London: Parents, take a note. Researchers have found that encouraging children to repeat words to themselves, that emphasise effort over ability could bring greater success.

The study, published in the journal Child Development, found that children who engaged in self-talk improved their math performance when the talk focused on effort, not ability.

"Parents and teachers are often advised to encourage children to repeat positive self-statements at stressful times, such as when they're taking academic tests," said study lead author Sander Thomaes, Professor at Utrecht University in the Netherlands.

"We discovered that children with low self-confidence can improve their performance through self-talk focused on effort, a self-regulation strategy that children can do by themselves every day," Thomaes said.

For the study, researchers examined 212 children in grades 4 to 6 (ages 9 to 13 years) from schools in middle-class communities in the Netherlands.

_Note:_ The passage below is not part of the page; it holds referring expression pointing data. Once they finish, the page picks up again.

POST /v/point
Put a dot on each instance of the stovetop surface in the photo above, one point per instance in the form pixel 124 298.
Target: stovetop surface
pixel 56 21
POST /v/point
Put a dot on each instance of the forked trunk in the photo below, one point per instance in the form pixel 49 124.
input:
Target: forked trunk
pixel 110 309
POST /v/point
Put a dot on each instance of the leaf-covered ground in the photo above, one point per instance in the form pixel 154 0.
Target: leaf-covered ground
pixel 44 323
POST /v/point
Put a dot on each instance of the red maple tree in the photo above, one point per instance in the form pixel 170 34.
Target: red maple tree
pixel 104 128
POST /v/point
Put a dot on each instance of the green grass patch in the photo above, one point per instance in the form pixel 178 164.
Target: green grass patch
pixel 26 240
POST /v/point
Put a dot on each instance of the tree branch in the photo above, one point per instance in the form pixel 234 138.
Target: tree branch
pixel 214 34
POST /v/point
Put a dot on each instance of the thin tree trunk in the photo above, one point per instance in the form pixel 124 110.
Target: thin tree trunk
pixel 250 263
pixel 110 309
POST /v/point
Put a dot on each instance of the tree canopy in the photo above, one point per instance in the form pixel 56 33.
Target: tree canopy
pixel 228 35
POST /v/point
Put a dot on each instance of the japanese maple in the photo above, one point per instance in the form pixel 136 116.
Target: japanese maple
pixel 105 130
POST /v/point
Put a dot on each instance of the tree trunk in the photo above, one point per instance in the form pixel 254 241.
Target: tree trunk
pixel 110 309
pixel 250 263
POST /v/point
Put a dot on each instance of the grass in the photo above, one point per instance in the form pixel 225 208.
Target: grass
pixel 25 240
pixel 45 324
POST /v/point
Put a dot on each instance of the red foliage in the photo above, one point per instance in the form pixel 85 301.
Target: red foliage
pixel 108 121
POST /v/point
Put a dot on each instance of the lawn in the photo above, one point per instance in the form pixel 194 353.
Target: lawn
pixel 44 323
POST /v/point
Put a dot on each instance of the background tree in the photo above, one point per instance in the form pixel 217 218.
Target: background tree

They chose this age because in late childhood, negative perceptions of competence on school tasks become increasingly prevalent.

The children were instructed to take a math test because math performance is compromised by negative beliefs about one's competence.

In the study, the children first reported their beliefs about their ability.

A few days later, they worked in their classrooms on the first half of a standardized math test. Immediately after completing the first half of the test, they were randomly assigned to silently take part in either self-talk focused on effort (e.g., 'I will do my very best!'), self-talk focused on ability ('I am very good at this!'), or no self-talk.

Afterwards, they completed the second half of the math test.

Children who took part in self-talk focused on effort improved their performance on the test compared to children who did not engage in self-talk focused on effort.

The benefits of self-talk were especially pronounced among children who held negative beliefs about their competence.

In contrast, children who engaged in self-talk focused on ability did not improve their math scores, regardless of their beliefs about their competence.

"Our study found that the math performance of children with low self-confidence benefits when they tell themselves that they will make an effort," said Eddie Brummelman, Assistant Professor at the University of Amsterdam,

"We did not find the same result among children with low self-confidence who spoke to themselves about ability. Self-talk about effort is the key," he added.

The authors noted that their findings apply only to children in fourth to sixth grades and may not be applicable to children of other ages.